Les suppressions d'emplois devraient principalement toucher les opérations de back-office, la gestion des risques et les services de conformité. Ces domaines sont considérés comme particulièrement susceptibles d'être automatisés grâce à des algorithmes d'IA, capables de traiter de grands ensembles de données et d'effectuer des tâches répétitives plus efficacement que les employés humains. Le rapport de Morgan Stanley prévoit des gains d'efficacité d'environ 30 % pour les banques qui mettent en œuvre des solutions d'IA.
Cette tendance ne se limite pas à l'Europe. Goldman Sachs, par exemple, a annoncé une initiative d'IA appelée OneGS 3.0, qui vise à rationaliser les processus, de l'intégration des clients aux rapports réglementaires, et a averti les employés américains de suppressions d'emplois potentielles et d'un gel des embauches jusqu'à la fin de 2025. ABN Amro, un prêteur néerlandais, a déjà annoncé son intention de réduire ses effectifs d'un cinquième d'ici 2028, et le PDG de Société Générale a indiqué que tous les domaines de la banque sont soumis à un examen.
L'IA, dans ce contexte, fait référence au développement de systèmes informatiques capables d'effectuer des tâches qui nécessitent généralement une intelligence humaine.
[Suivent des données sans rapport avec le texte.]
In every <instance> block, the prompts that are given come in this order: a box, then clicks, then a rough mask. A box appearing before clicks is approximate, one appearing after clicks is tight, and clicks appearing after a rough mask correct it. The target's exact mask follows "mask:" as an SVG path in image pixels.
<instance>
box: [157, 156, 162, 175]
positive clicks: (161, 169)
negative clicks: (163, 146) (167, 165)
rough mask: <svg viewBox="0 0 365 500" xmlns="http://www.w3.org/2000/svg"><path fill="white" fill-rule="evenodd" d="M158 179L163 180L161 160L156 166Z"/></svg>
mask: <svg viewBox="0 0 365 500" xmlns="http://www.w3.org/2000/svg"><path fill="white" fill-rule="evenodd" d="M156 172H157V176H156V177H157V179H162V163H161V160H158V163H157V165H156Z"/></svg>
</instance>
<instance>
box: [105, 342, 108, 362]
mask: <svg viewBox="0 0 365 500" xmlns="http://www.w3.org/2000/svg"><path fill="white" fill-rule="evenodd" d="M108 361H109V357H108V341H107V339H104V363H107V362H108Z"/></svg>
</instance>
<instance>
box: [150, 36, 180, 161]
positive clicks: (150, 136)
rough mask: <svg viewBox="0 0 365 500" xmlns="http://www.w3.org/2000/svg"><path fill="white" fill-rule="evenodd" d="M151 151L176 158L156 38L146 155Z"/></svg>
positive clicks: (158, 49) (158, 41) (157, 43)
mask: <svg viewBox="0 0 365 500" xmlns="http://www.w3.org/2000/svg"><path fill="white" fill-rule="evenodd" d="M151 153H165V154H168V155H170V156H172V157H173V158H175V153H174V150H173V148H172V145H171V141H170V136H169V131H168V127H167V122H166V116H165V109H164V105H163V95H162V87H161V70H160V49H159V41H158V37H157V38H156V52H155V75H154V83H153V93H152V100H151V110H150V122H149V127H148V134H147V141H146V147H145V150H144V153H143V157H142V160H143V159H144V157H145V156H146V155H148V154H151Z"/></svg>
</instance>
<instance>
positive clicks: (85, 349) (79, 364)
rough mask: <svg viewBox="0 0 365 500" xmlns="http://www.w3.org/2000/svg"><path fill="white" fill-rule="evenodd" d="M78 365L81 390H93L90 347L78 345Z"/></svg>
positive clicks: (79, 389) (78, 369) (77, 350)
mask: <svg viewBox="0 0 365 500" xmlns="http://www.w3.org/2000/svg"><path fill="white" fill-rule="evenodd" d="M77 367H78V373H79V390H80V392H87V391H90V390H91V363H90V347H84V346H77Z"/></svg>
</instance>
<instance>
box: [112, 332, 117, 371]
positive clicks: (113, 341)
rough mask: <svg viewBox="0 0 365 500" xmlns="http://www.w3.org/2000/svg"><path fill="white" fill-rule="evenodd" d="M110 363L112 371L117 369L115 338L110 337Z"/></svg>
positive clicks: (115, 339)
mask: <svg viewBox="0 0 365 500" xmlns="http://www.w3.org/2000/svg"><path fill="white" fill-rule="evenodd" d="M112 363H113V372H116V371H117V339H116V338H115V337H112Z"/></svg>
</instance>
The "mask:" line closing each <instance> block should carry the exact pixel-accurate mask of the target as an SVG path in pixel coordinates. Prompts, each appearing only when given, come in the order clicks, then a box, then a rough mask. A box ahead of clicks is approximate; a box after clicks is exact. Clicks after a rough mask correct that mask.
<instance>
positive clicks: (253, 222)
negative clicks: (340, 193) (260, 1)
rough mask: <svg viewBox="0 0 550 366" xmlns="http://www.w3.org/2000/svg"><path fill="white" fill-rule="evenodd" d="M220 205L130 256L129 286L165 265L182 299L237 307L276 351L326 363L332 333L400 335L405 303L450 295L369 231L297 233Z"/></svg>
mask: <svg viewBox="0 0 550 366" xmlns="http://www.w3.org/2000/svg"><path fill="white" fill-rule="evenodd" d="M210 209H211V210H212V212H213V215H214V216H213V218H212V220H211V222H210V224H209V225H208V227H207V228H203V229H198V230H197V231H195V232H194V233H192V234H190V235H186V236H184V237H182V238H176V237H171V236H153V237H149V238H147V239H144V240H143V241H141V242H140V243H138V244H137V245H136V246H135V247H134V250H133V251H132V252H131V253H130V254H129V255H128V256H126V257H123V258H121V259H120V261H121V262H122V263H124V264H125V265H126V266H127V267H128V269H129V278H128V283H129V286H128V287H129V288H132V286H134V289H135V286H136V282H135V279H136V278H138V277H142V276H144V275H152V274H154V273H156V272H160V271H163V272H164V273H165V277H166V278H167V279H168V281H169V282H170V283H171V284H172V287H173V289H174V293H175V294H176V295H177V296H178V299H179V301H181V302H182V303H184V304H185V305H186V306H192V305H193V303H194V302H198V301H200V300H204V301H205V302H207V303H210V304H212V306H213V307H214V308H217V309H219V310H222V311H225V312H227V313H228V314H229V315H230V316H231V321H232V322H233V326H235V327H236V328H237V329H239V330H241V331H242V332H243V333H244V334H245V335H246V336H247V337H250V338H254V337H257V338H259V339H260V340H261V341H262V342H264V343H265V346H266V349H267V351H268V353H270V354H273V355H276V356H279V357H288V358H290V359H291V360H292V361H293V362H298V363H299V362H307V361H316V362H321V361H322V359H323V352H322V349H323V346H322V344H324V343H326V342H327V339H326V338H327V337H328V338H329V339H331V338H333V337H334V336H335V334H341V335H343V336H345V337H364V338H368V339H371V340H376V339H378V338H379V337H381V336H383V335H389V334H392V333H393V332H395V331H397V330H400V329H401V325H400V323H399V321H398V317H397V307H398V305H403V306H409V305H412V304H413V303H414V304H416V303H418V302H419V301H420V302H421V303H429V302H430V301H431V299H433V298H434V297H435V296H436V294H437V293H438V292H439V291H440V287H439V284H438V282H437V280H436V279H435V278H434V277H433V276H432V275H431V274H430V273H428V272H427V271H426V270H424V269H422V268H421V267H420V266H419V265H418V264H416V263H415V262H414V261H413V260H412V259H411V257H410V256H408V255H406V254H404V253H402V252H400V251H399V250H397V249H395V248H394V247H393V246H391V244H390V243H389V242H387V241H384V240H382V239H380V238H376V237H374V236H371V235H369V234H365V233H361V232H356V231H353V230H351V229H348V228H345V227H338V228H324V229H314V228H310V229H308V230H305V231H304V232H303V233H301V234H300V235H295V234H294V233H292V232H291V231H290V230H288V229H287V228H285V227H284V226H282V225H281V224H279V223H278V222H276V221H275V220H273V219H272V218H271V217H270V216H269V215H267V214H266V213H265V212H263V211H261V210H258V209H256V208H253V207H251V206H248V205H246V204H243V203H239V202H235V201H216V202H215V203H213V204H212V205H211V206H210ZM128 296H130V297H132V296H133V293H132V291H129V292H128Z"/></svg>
Ces tâches comprennent l'apprentissage, la résolution de problèmes et la prise de décision. Dans le secteur bancaire, l'IA est utilisée pour automatiser des processus tels que la détection des fraudes, le traitement des demandes de prêt et le service client via des chatbots. L'apprentissage automatique, un sous-ensemble de l'IA, permet à ces systèmes d'améliorer leurs performances au fil du temps en analysant les données et en identifiant des modèles sans programmation explicite.
L'adoption croissante de l'IA dans le secteur bancaire soulève d'importantes implications sociétales. Alors que les banques devraient bénéficier de coûts réduits et d'une efficacité accrue, le déplacement des travailleurs humains pourrait entraîner du chômage et nécessiter des initiatives de requalification de la main-d'œuvre. Les considérations éthiques liées à l'utilisation de l'IA dans la prise de décision financière, telles que les biais potentiels dans les algorithmes, doivent également être prises en compte.
Malgré les avantages potentiels, certains dirigeants du secteur bancaire appellent à la prudence. Un cadre de JPMorgan Chase a déclaré au Financial Times que si les jeunes employés n'ont pas la possibilité d'apprendre et de se développer, la banque en souffrira à long terme. Le défi pour les banques sera de trouver un équilibre entre les avantages potentiels de l'IA et la nécessité de maintenir une main-d'œuvre qualifiée et engagée.
Le passage à l'IA dans le secteur bancaire est un processus continu, et l'étendue de son impact reste à déterminer. Les banques investissent actuellement massivement dans les technologies d'IA et explorent de nouvelles applications pour ces outils. Les prochaines années seront cruciales pour déterminer comment l'IA remodèlera le secteur bancaire et le paysage financier au sens large.